In this short tutorial, we will discuss how to install Apache Spark on the Ubuntu 22.04 LTS operating system. We will be using Apache Spark version 3.2.3. Apache Spark is commonly used as an analytics engine for machine learning and big data processing.
Apache Spark is an open-source unified analytics engine for large-scale data processing. Spark provides an interface for programming clusters with implicit data parallelism and fault tolerance. Originally developed at the University of California, Berkeley’s AMPLab, the Spark codebase was later donated to the Apache Software Foundation, which has maintained it since.
Apache Spark Installation On Ubuntu 22.04
Prerequisites
Before we start the installation process, there are several prerequisites that must be met so that the installation process can run smoothly.
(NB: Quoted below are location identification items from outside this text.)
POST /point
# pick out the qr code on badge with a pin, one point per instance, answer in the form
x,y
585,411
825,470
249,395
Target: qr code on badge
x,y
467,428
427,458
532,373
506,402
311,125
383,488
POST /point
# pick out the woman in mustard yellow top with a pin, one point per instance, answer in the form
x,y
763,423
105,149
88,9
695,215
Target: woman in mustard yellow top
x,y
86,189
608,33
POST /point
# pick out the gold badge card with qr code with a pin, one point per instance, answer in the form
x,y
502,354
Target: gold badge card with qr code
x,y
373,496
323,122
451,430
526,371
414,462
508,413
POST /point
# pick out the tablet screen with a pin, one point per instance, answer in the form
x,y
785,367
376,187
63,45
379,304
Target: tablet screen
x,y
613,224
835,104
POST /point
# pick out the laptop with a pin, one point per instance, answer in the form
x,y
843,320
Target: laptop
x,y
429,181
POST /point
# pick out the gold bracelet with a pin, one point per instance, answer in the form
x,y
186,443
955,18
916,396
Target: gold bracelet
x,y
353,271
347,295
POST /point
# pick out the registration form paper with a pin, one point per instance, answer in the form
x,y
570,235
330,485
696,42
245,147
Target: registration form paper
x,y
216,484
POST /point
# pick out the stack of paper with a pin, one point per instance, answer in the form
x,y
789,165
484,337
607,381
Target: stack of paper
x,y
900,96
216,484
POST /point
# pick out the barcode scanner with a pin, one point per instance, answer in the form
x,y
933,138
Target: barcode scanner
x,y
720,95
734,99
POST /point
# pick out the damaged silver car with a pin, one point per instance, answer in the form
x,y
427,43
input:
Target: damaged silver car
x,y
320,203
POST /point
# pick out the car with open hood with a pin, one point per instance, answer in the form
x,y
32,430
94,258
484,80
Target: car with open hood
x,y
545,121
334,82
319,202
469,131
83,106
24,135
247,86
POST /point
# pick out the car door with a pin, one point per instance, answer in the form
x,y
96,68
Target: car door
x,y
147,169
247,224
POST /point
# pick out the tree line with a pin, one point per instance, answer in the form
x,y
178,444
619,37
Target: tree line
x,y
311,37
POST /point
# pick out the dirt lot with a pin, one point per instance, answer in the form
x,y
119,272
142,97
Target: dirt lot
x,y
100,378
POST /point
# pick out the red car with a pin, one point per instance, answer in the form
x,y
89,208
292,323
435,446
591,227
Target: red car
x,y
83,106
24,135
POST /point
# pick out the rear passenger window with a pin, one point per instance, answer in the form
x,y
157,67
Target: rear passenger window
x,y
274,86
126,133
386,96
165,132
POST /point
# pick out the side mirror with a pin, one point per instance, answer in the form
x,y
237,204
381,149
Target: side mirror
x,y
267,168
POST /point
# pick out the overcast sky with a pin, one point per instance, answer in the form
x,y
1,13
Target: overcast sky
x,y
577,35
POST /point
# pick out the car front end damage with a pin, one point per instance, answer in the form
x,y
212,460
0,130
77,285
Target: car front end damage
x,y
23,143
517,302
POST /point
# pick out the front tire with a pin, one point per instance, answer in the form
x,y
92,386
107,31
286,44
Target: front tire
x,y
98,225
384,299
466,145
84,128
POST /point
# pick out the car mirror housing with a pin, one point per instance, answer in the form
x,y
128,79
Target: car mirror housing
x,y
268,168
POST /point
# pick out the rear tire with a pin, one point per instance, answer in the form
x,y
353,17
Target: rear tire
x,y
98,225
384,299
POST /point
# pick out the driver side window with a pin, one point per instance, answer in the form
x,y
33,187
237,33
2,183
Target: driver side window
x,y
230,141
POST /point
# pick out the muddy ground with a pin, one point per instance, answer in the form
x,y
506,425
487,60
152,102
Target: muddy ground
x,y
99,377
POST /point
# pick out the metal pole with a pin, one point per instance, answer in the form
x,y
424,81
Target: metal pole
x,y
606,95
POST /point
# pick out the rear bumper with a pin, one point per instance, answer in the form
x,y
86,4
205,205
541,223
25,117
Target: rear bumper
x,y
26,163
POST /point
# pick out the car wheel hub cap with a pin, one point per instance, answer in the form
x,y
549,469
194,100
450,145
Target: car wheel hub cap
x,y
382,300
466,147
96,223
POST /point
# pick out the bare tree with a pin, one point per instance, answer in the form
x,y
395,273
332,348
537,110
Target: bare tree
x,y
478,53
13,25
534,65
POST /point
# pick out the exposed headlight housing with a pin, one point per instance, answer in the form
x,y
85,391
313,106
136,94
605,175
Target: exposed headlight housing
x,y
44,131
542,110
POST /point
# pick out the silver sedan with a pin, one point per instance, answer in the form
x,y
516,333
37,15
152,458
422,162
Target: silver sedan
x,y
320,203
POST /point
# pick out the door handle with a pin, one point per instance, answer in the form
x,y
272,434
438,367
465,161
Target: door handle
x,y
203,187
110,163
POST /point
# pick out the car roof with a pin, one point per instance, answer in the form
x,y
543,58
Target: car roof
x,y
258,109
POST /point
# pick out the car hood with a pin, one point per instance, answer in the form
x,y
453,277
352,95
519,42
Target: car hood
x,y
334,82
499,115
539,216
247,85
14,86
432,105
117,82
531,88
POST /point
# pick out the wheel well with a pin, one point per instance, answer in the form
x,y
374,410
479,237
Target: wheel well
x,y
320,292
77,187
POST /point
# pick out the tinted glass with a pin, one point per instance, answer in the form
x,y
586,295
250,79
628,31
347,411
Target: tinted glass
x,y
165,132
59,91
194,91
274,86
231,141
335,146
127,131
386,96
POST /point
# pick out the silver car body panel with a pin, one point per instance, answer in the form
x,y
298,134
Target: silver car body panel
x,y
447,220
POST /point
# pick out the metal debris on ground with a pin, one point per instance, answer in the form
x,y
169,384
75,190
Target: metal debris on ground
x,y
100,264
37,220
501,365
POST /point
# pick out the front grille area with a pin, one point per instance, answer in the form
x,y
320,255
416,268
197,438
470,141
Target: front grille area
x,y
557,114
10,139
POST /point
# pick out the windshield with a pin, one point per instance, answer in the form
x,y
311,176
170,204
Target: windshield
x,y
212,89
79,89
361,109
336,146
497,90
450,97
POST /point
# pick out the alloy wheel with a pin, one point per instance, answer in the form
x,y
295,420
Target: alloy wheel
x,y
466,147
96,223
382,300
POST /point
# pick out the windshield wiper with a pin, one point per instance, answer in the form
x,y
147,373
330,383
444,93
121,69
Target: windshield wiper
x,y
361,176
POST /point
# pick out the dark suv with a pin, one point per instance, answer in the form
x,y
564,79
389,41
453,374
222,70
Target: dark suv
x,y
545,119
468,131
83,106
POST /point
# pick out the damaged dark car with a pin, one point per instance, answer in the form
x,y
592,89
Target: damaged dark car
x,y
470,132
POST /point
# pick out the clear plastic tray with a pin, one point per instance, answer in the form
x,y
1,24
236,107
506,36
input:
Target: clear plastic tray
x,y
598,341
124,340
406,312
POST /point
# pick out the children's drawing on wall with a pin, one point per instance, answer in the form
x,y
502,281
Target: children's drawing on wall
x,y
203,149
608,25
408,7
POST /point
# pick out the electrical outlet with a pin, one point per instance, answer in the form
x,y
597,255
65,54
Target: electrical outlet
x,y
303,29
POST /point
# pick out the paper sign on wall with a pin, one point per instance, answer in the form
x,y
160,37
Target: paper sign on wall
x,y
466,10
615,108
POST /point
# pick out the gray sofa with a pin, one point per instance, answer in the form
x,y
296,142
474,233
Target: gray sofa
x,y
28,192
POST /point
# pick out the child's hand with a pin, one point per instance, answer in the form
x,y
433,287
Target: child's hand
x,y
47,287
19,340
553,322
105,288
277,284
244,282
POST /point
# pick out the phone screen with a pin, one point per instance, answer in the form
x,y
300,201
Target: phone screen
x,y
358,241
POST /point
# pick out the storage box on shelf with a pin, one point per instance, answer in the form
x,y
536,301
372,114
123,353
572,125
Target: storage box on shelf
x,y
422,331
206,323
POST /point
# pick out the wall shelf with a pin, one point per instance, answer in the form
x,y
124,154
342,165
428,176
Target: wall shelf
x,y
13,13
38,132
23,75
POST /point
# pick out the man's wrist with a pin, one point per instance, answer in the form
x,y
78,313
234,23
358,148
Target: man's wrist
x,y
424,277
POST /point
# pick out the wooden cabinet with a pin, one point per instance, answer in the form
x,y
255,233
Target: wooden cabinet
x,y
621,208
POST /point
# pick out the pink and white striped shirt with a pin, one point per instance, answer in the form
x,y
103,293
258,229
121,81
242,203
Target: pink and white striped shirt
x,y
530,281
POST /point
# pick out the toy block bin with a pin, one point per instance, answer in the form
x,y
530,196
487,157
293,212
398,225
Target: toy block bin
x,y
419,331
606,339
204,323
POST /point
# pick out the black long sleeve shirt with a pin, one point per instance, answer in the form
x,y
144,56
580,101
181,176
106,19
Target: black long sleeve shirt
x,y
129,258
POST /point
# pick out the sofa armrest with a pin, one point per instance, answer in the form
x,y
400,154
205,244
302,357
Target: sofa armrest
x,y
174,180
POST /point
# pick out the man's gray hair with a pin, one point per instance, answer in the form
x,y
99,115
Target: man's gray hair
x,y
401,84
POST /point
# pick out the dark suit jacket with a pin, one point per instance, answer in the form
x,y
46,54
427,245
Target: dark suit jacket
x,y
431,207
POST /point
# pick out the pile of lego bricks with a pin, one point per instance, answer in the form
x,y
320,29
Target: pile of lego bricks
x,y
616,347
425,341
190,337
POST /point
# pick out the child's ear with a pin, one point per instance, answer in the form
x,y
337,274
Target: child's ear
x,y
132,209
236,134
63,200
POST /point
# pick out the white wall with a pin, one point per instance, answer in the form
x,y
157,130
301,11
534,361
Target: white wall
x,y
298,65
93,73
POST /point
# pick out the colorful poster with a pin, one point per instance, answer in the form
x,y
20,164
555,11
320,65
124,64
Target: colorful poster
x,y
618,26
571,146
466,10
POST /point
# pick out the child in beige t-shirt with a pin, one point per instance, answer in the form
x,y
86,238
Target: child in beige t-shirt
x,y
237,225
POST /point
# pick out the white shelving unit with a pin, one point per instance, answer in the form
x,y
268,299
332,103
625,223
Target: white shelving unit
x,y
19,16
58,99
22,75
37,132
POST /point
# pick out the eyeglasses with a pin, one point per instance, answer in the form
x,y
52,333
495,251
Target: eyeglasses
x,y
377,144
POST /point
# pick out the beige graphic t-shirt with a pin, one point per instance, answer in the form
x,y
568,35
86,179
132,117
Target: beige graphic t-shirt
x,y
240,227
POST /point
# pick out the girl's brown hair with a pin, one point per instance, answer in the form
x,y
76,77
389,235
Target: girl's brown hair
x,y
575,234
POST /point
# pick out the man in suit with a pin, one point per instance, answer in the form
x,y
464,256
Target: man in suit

We will need to prepare any requirements as mention below :
- an Ubuntu 22.04 server system
- a non-root user with sudo privileges
- sufficient disk and good internet access
The Apache Spark Installation steps are as follow :
- Update and Upgrade System
- Install Java Runtime
- Download And Extract Apache Spark
- Testing Apache Spark
- Running Spark Shell
The explanation of the installation process will be discussed in several sub-chapters below.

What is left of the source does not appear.